Arrhythmic periods of heavy rains and intense droughts cut production by a quarter in 2021, and we haven’t seen 2019 numbers since. A fuel shortage slowed cherry and parchment delivery in-country and milled coffee out. Export fees rocketed by nearly 350%. A new president took office in 2020 and immediately nationalized all washing stations. The coffee we previously purchased was lost to bulk blending while exporters and cooperatives were dissolving and fleeing. Our buying options had narrowed.

Masha Washing Station

Fortunately, we met Greenco in 2021. We rely on this trusted exporter, composed of locals passionate about their country and the 60,000+ producers they serve. In addition to focusing on quality processing to help find the best price for coffee, they run many programs across the communities where they purchase cherries.

Learn more about their work here.

According to their reports, the most recent harvest seems to have had higher yields, and we’ve contracted exceptional coffees from 10 washing stations. High demand, more favorable weather (still slightly less rain than usual), and strict processing were reflected in tangible results—farmers saw their average cherry price increase by 18% in 2024 compared to the year prior. Hopefully, this signifies an upward trend for the coming spring harvest.

History is a Teacher

History tends to repeat itself in Burundi. Any year may bring inconsistent seasonality, new policies or governance, fuel shortages, and more. Every power shift has turned the coffee industry on its head while Western powers have ignored, under-supported, or exploited Burundi. Smallholder farmers, who comprise 80% of the population, suffer most from this volatility. 87% of the country’s citizens live below the World Bank’s poverty line. Approximately 600,000 smallholder coffee farmers, 95% in poverty, each cultivate an average of 200 trees on 0.12 hectares.

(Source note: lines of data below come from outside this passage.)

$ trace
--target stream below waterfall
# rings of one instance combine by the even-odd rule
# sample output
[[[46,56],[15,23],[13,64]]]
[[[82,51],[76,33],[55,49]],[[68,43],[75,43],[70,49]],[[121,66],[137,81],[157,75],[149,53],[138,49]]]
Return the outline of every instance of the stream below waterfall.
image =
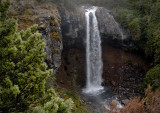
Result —
[[[88,111],[103,113],[109,109],[108,103],[113,100],[117,101],[117,107],[121,107],[121,100],[141,93],[139,87],[149,69],[149,63],[139,55],[101,41],[96,9],[90,7],[85,10],[85,50],[75,47],[63,50],[62,65],[56,81],[61,87],[76,90]],[[116,26],[123,39],[117,23]]]

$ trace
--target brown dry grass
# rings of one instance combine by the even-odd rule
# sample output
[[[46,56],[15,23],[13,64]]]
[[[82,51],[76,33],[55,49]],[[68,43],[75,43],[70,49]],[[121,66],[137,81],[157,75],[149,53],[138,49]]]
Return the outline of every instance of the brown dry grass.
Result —
[[[131,99],[128,105],[123,108],[116,108],[116,102],[111,103],[111,110],[107,113],[160,113],[160,88],[155,92],[151,92],[149,86],[145,91],[146,97]]]

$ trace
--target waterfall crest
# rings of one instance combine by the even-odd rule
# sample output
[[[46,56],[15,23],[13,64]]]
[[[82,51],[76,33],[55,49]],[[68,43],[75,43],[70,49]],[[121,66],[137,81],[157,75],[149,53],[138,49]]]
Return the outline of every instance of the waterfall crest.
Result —
[[[102,48],[98,21],[95,15],[97,7],[87,9],[86,18],[86,88],[84,93],[94,93],[102,90]]]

When we asked Claudia what makes Burundian coffees distinct, though, she specified:

“Amazing body with orange or citrus notes, almond, and very chocolaty. Tropical jammy notes and floral, with a long aftertaste. Very balanced and uniform coffees, great in espresso as well as filter. I just love them.”

-Claudia Bellinzoni

Masha Washing Station

She loves visiting, too. Reflecting on past sourcing trips, she described:

“When you arrive at washing stations, they sometimes organize beautiful traditional dances with drummers. People are very welcoming, like in the rest of Africa. The landscape, the country, the hills, the light, the weather…it’s just so beautiful.”

-Claudia Bellinzoni

Sehe Washing Station, 2018

The flavor profile reflects the land’s beauty, the individuals who cultivate it, and the exporter supporting it, regardless of socio-political circumstances. If you’ve had coffee from here, it has likely left its imprint on you. Our history with Burundi taught us that the cup has always been distinct, but support for the grower has not been. That’s why we’ll always source coffee from Burundi, seeking progress, as grateful for this year’s import as we were for the first one in 2006.

The currently afloat coffees come from ten Greenco washing stations and were divided among our three global offices.